Cover of Hola Papi by John Paul Brammer

In ¡Hola Papi!, Brammer recalls memories of childhood growing up in rural Oklahoma: how he was bullied, denied his sexuality, and came to accept himself eventually. He also shares stories about the men he dated and fucked — no holds barred. Some of these men he loved, and some deeply hurt him. And I like how raw, honest, and vulnerable it all is.

The parallels between our lives go beyond these, though.
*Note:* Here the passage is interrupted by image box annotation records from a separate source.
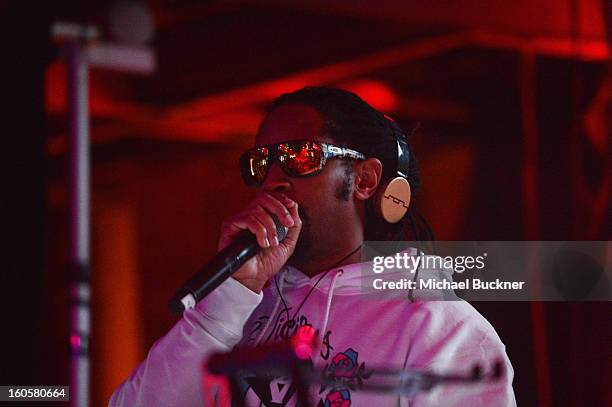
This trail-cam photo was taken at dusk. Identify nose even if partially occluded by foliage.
[263,163,291,192]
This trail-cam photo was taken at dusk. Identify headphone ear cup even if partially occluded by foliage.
[374,177,412,223]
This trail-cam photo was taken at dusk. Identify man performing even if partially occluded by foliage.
[110,87,516,407]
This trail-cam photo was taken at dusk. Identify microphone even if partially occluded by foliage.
[168,215,287,314]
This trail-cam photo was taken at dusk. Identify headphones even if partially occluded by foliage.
[374,115,412,223]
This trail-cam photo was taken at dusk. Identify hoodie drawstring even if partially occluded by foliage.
[255,277,285,346]
[321,269,344,337]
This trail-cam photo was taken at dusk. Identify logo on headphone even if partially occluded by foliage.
[383,194,408,209]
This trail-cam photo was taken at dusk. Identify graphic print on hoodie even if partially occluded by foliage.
[240,308,372,407]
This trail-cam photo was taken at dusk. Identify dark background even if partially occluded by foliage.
[0,0,612,406]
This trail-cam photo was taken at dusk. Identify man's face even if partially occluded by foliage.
[256,105,353,268]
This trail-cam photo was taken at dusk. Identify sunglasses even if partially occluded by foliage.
[240,140,366,186]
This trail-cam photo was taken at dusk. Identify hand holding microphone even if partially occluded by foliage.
[169,192,302,314]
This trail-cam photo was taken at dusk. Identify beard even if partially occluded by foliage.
[287,205,314,269]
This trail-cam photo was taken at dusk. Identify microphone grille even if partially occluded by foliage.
[272,215,287,242]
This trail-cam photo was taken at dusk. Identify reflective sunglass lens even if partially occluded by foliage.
[244,147,269,184]
[278,141,323,176]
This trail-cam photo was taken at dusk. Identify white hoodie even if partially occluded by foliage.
[109,249,516,407]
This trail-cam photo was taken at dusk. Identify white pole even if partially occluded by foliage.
[67,39,91,407]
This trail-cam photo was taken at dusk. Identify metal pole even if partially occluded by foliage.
[67,40,91,407]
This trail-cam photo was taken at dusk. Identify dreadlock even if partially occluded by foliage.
[267,86,434,241]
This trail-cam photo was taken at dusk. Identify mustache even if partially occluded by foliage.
[298,205,310,225]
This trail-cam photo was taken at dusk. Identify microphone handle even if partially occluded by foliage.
[168,230,261,315]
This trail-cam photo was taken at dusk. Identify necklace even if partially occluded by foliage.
[274,243,363,323]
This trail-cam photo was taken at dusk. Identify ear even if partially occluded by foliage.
[354,157,382,201]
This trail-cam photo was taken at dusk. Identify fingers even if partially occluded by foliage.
[254,192,295,228]
[219,192,301,249]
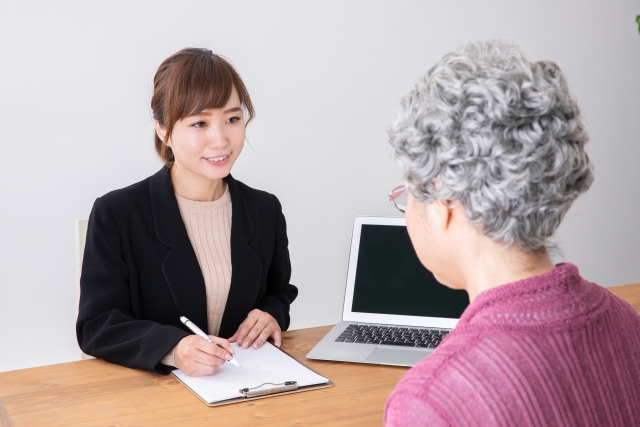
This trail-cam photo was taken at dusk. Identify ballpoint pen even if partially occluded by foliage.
[180,316,240,368]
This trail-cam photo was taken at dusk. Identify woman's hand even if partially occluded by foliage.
[229,308,282,349]
[173,335,233,377]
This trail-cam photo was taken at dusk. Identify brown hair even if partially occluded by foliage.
[151,47,255,168]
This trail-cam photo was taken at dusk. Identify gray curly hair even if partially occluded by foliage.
[389,40,593,252]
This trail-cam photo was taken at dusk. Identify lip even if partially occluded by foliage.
[202,154,231,166]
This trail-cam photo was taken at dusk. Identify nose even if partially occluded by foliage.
[207,125,229,148]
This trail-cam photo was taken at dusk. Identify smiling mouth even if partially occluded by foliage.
[205,156,229,163]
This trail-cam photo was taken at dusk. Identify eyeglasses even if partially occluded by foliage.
[389,185,409,213]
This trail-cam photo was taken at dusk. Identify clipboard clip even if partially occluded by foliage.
[238,381,298,397]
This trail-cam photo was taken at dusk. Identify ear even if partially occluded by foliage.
[433,200,455,231]
[153,120,171,147]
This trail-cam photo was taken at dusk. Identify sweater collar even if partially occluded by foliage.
[458,263,597,327]
[149,166,254,247]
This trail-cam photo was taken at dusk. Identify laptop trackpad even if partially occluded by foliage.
[367,347,431,366]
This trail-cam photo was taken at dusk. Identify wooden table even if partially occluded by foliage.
[0,283,640,427]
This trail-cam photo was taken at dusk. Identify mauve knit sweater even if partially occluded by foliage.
[385,264,640,427]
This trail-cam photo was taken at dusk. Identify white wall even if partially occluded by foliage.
[0,0,640,371]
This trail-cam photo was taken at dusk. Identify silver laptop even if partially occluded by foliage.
[307,217,469,366]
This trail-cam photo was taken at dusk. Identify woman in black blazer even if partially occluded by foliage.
[76,49,298,375]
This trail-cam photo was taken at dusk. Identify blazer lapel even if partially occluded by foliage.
[149,167,208,331]
[219,175,262,338]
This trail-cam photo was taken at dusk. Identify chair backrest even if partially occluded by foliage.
[75,219,93,359]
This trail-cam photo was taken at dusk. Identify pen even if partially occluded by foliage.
[180,316,240,368]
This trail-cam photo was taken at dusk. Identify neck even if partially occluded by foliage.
[464,238,555,302]
[171,163,227,202]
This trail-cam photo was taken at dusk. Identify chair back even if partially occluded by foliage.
[75,219,93,359]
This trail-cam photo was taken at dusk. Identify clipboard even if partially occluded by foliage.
[172,342,333,407]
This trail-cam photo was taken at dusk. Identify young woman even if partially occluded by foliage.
[76,48,298,376]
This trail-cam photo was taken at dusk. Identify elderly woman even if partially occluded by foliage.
[385,41,640,427]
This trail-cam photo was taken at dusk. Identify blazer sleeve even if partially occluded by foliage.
[257,196,298,331]
[76,198,189,374]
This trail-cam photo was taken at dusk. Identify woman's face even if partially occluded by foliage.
[161,88,245,180]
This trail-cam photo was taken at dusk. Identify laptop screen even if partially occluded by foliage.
[351,224,469,319]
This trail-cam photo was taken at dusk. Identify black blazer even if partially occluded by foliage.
[76,168,298,374]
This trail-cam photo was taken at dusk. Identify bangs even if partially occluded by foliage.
[165,52,253,124]
[151,47,255,168]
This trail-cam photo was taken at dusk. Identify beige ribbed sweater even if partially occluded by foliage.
[161,186,231,366]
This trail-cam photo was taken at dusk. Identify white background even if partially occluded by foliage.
[0,0,640,371]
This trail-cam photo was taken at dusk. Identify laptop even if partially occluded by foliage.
[307,216,469,366]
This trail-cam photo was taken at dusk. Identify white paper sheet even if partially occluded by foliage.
[173,342,329,403]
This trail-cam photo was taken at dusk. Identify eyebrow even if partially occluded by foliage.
[190,107,242,117]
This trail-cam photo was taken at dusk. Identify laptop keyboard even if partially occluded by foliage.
[336,325,451,348]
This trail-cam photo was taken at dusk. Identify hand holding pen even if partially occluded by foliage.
[174,317,240,376]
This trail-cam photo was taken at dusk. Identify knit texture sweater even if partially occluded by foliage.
[385,264,640,427]
[162,186,231,366]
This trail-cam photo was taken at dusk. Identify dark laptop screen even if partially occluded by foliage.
[351,224,469,319]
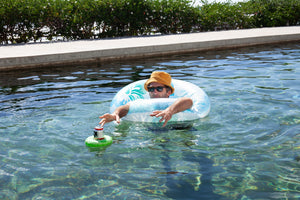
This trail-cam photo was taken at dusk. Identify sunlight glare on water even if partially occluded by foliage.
[0,44,300,200]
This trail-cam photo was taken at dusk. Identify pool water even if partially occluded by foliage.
[0,44,300,200]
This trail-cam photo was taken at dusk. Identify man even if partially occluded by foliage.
[99,71,193,127]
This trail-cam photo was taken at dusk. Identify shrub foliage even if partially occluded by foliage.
[0,0,300,44]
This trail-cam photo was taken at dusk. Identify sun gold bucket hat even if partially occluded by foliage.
[144,71,175,94]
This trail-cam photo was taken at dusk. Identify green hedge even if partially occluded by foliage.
[0,0,300,44]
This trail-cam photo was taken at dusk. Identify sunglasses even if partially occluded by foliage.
[147,86,165,92]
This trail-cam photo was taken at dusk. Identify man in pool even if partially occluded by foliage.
[99,71,193,127]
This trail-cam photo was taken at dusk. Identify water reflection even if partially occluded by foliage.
[0,44,300,200]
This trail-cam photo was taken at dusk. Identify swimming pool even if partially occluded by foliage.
[0,44,300,200]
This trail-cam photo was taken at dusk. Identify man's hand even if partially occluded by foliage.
[99,113,120,127]
[150,109,173,127]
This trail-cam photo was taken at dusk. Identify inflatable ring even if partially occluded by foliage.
[110,79,210,124]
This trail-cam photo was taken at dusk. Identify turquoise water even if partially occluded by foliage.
[0,44,300,200]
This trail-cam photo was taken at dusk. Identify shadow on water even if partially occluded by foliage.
[161,144,222,200]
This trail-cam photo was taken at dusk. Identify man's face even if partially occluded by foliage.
[148,82,171,98]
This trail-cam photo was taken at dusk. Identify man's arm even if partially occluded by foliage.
[150,97,193,127]
[99,103,129,126]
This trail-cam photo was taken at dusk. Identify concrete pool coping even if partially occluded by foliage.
[0,26,300,70]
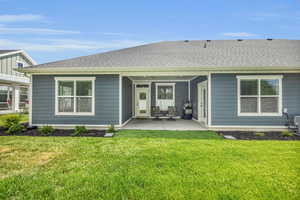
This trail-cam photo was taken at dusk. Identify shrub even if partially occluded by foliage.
[255,132,265,137]
[107,124,116,133]
[281,131,294,137]
[72,126,88,136]
[3,115,21,129]
[6,124,25,135]
[38,126,54,135]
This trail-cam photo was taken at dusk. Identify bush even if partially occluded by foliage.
[3,115,21,129]
[255,132,265,137]
[72,126,88,136]
[38,126,54,135]
[281,131,294,137]
[6,124,25,135]
[107,124,116,133]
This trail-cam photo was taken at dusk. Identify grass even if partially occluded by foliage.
[0,131,300,200]
[0,114,28,126]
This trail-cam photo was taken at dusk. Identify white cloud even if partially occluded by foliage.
[0,14,45,23]
[222,32,258,37]
[0,39,143,52]
[0,25,80,35]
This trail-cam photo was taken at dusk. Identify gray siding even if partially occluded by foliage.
[151,82,189,116]
[190,76,207,119]
[32,75,119,125]
[211,74,300,126]
[122,77,132,123]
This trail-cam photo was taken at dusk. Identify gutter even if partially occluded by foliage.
[16,66,300,74]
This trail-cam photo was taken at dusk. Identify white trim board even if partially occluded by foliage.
[0,50,37,65]
[0,73,30,85]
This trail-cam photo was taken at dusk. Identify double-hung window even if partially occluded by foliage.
[237,76,282,116]
[156,83,175,111]
[55,77,95,115]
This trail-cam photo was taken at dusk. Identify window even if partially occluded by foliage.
[156,83,175,111]
[19,87,28,109]
[56,77,95,115]
[237,76,282,116]
[0,85,13,111]
[17,61,24,68]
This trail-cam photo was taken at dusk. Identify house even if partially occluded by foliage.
[0,50,37,114]
[22,39,300,129]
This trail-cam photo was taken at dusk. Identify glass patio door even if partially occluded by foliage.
[135,87,150,117]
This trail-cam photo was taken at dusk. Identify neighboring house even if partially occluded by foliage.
[22,39,300,129]
[0,50,36,114]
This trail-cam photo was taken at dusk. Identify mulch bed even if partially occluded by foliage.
[0,123,106,137]
[218,131,300,140]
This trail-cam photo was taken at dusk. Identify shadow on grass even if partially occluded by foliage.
[117,130,222,139]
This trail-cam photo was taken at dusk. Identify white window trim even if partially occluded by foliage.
[236,75,283,116]
[55,77,96,116]
[155,83,175,110]
[16,60,25,68]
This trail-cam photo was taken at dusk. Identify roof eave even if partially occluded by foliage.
[18,66,300,74]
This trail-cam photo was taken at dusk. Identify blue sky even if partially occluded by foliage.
[0,0,300,63]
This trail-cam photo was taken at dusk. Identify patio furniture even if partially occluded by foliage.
[151,106,163,120]
[167,106,176,120]
[283,112,300,135]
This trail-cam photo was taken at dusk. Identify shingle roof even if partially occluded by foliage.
[25,39,300,68]
[0,50,19,55]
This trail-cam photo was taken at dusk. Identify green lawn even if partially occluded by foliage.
[0,114,28,126]
[0,131,300,200]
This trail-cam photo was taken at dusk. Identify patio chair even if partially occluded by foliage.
[152,106,163,120]
[167,106,176,120]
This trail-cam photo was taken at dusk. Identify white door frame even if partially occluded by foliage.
[197,81,208,125]
[134,82,151,117]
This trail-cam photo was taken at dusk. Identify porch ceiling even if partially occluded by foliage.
[129,76,197,81]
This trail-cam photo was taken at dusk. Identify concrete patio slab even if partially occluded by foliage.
[122,119,207,131]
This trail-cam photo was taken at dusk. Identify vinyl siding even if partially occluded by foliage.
[32,75,119,125]
[211,74,300,126]
[151,81,189,116]
[122,77,132,123]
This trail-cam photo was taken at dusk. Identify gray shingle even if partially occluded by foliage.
[0,50,18,55]
[25,39,300,68]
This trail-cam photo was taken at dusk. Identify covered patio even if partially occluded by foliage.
[122,119,207,131]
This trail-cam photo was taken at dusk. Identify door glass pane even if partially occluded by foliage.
[241,80,258,95]
[203,88,206,118]
[260,80,279,95]
[241,97,258,113]
[140,92,147,100]
[76,97,92,112]
[157,86,173,100]
[58,81,74,96]
[58,97,74,112]
[76,81,92,96]
[261,97,278,113]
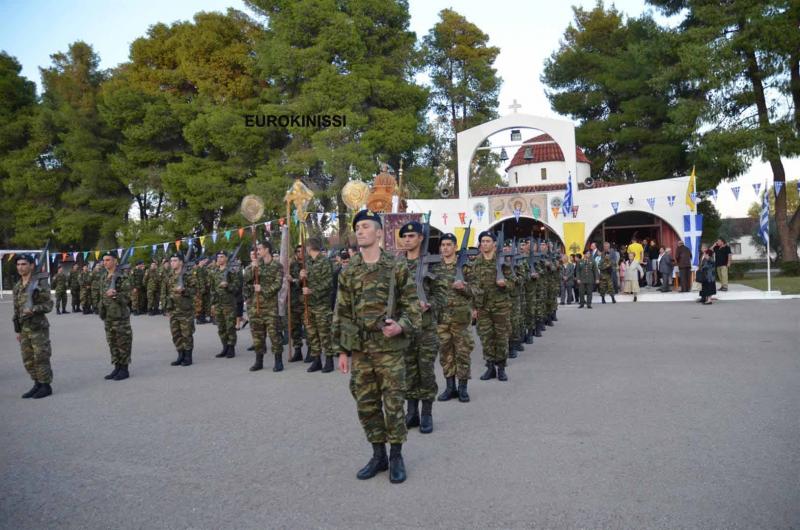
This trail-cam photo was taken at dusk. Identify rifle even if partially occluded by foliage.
[23,239,50,311]
[456,219,472,282]
[111,241,136,291]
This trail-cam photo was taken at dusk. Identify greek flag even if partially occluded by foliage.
[561,173,572,216]
[758,184,769,246]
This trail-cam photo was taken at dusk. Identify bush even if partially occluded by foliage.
[781,261,800,276]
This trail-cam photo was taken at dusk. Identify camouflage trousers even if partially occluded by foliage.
[247,307,283,355]
[19,325,53,385]
[169,314,194,351]
[477,303,511,366]
[350,352,408,444]
[405,324,439,401]
[436,321,475,381]
[103,318,133,364]
[597,274,614,296]
[214,304,236,346]
[306,304,333,357]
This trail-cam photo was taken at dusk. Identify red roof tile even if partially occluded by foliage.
[505,133,590,171]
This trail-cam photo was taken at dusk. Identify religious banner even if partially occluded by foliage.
[489,193,548,223]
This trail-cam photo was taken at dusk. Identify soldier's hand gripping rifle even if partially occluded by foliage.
[111,241,136,291]
[22,239,50,311]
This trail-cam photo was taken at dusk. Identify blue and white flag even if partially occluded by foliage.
[561,173,572,216]
[758,185,769,245]
[683,214,703,265]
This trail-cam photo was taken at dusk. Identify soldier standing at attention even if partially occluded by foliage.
[53,265,69,315]
[332,210,421,483]
[131,261,144,315]
[472,231,514,381]
[98,252,133,381]
[69,263,81,313]
[13,254,53,399]
[244,241,283,372]
[286,245,306,363]
[300,237,333,372]
[434,233,475,403]
[400,221,445,434]
[211,250,242,359]
[575,250,600,309]
[597,250,617,304]
[164,252,196,366]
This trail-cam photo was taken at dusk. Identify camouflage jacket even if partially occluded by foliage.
[12,280,53,333]
[331,250,422,353]
[98,269,131,320]
[243,259,283,316]
[164,265,197,317]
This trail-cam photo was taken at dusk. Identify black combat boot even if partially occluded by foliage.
[322,355,333,374]
[458,379,469,403]
[272,352,283,372]
[481,361,497,381]
[104,364,120,381]
[289,346,303,363]
[497,364,508,381]
[419,399,433,434]
[436,377,458,401]
[356,444,389,480]
[406,399,419,429]
[114,364,131,381]
[306,355,322,372]
[250,353,264,372]
[33,383,53,399]
[22,381,42,399]
[389,444,406,484]
[169,350,186,366]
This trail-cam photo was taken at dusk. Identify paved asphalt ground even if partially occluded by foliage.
[0,300,800,529]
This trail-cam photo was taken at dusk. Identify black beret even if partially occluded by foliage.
[400,221,422,237]
[14,254,36,265]
[353,210,383,230]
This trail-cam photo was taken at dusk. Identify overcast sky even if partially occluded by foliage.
[0,0,800,217]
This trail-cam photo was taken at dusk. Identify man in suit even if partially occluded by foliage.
[658,247,675,293]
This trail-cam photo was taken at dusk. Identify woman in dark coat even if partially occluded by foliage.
[698,249,717,305]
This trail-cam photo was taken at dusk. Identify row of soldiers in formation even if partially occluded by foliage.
[14,210,561,483]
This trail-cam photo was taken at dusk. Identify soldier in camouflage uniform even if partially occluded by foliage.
[144,261,161,316]
[98,252,133,381]
[53,265,69,315]
[433,233,475,403]
[472,231,515,381]
[400,221,447,434]
[210,250,242,358]
[244,241,283,372]
[286,245,306,363]
[80,265,92,315]
[69,263,81,313]
[597,251,617,304]
[300,237,333,372]
[331,210,421,483]
[131,261,144,315]
[575,250,600,309]
[164,252,197,366]
[13,254,53,399]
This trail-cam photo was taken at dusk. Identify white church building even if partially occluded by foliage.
[407,113,699,253]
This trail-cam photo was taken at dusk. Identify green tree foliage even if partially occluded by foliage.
[422,9,502,196]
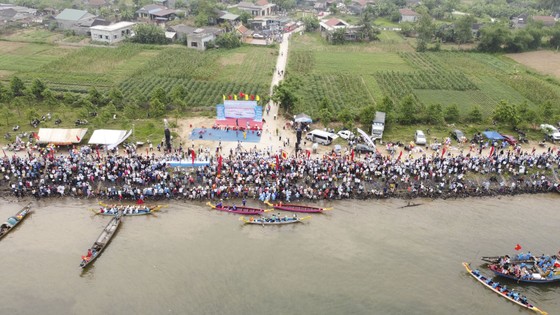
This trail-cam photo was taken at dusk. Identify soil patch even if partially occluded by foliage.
[506,50,560,79]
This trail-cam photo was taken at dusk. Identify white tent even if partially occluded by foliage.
[88,129,132,147]
[37,128,87,145]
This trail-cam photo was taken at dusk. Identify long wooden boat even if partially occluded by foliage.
[0,205,31,239]
[488,264,560,283]
[80,212,121,268]
[92,205,163,216]
[463,262,547,315]
[265,201,332,213]
[206,202,270,215]
[239,216,311,225]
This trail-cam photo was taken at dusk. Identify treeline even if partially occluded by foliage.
[0,76,195,124]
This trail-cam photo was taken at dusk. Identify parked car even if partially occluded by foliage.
[337,130,355,140]
[414,130,426,145]
[354,143,375,153]
[451,129,467,142]
[502,134,517,145]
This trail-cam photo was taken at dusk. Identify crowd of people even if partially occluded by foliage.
[0,142,560,202]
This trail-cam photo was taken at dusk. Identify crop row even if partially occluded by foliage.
[119,77,267,106]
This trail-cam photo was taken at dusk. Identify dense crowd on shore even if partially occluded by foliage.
[0,144,560,201]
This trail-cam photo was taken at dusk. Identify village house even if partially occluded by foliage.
[55,9,109,36]
[170,24,223,50]
[533,15,556,27]
[136,4,177,22]
[237,0,276,16]
[399,9,420,23]
[90,22,136,44]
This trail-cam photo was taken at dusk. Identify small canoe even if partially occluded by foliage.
[0,205,31,239]
[80,212,121,268]
[206,202,269,215]
[239,216,311,225]
[265,201,332,213]
[463,262,547,315]
[92,205,162,216]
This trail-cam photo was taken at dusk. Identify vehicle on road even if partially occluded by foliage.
[414,130,426,145]
[451,129,467,142]
[540,124,560,142]
[354,143,375,153]
[501,134,517,145]
[336,130,355,140]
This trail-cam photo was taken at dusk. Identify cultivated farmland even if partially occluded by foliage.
[288,32,560,117]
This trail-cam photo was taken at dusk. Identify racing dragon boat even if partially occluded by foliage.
[0,204,31,239]
[80,212,122,269]
[92,203,163,216]
[239,216,311,225]
[264,201,332,213]
[463,262,548,315]
[206,202,271,215]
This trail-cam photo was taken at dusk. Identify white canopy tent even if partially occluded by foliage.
[88,129,132,149]
[37,128,87,145]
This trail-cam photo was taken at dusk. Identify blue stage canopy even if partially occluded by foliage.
[482,131,504,140]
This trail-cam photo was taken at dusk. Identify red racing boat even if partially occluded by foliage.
[206,202,270,215]
[265,201,332,213]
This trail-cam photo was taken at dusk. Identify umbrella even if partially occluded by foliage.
[294,113,313,123]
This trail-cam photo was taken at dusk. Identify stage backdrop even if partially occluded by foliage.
[224,101,257,119]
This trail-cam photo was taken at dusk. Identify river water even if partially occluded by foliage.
[0,195,560,314]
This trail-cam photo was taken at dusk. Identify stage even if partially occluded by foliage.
[216,118,263,130]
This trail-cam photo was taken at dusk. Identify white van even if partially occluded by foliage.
[305,129,334,145]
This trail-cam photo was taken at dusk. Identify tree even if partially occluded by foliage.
[10,76,25,96]
[478,24,511,52]
[399,94,417,125]
[131,24,167,44]
[492,100,521,128]
[31,79,46,100]
[416,14,434,52]
[467,105,482,123]
[444,104,460,123]
[454,15,475,46]
[425,104,445,125]
[303,15,319,32]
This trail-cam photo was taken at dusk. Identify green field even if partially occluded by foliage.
[288,31,560,127]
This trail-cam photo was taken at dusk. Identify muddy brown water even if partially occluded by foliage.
[0,194,560,314]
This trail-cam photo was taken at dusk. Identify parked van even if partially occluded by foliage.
[305,129,334,145]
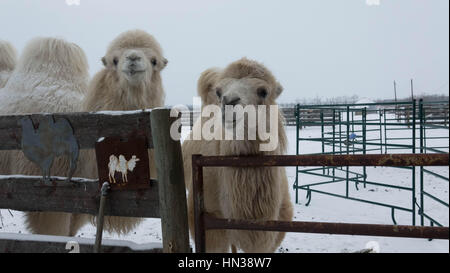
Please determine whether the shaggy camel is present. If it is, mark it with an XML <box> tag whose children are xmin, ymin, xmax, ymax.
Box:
<box><xmin>83</xmin><ymin>30</ymin><xmax>167</xmax><ymax>234</ymax></box>
<box><xmin>0</xmin><ymin>38</ymin><xmax>89</xmax><ymax>236</ymax></box>
<box><xmin>0</xmin><ymin>40</ymin><xmax>17</xmax><ymax>88</ymax></box>
<box><xmin>182</xmin><ymin>58</ymin><xmax>293</xmax><ymax>252</ymax></box>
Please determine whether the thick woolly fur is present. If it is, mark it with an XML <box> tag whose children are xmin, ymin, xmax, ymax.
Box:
<box><xmin>0</xmin><ymin>38</ymin><xmax>89</xmax><ymax>236</ymax></box>
<box><xmin>0</xmin><ymin>40</ymin><xmax>17</xmax><ymax>88</ymax></box>
<box><xmin>83</xmin><ymin>30</ymin><xmax>167</xmax><ymax>233</ymax></box>
<box><xmin>182</xmin><ymin>58</ymin><xmax>293</xmax><ymax>252</ymax></box>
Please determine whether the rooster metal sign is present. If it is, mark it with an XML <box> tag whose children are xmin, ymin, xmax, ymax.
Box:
<box><xmin>19</xmin><ymin>113</ymin><xmax>79</xmax><ymax>182</ymax></box>
<box><xmin>95</xmin><ymin>137</ymin><xmax>150</xmax><ymax>190</ymax></box>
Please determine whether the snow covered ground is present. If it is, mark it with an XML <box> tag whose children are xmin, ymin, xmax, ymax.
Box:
<box><xmin>0</xmin><ymin>113</ymin><xmax>449</xmax><ymax>253</ymax></box>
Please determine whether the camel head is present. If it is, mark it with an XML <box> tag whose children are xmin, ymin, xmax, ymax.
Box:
<box><xmin>199</xmin><ymin>58</ymin><xmax>283</xmax><ymax>136</ymax></box>
<box><xmin>102</xmin><ymin>30</ymin><xmax>168</xmax><ymax>87</ymax></box>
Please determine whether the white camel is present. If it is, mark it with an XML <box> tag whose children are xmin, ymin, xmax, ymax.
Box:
<box><xmin>108</xmin><ymin>155</ymin><xmax>139</xmax><ymax>184</ymax></box>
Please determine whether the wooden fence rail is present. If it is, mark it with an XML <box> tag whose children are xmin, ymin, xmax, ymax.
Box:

In March, I got chatted up by a stranger on an app. I thought we hit it off because they were so into me, and I into them. We made plans to hang out very soon. But while I was clearing up my schedule and waiting for their next text for the day, I noticed that our conversation suddenly disappeared. Confused, I closed the app and reopened it again. Nada.

They deleted their account.

I think they ghosted me. I was shocked and angry and disappointed. I looked for ways to make me feel instantly better at the time. Then I frantically searched for my Paperwhite to load up ¡Hola Papi! and read a line I highlighted not long ago: “Sometimes…you have to just let a person roll down to the mouth of your driveway, turn their blinker on, and go,” Brammer writes after letting go of someone they once dated. Heavily sighing, I felt somewhat relieved by letting go of this person who promised me good things.

Reading Brammer’s part essay and part memoir definitely brings comfort in the most unstable time of my life. In some ways, the book packs wisdom for young queer folks like me. Right now, as I am riding a phase in my life wherein I want to explore further, it feels liberating to not be shackled by social constructions anymore. To think that nothing is wrong with me and nothing is wrong with what I identify as is so powerful. ¡Hola Papi! gives me a clearer picture of what to expect in this queer journey. I know that there would be good times and bad times. And there would be more and more heartbreak along the way, but at least I know that I will not be alone in this universal human experience.

I’m glad that ¡Hola Papi! came into my life when I need it most, when I am just about to embark on a new and scary experience. Thanks to papi, I think I’m going to have a life “con mucho amor.”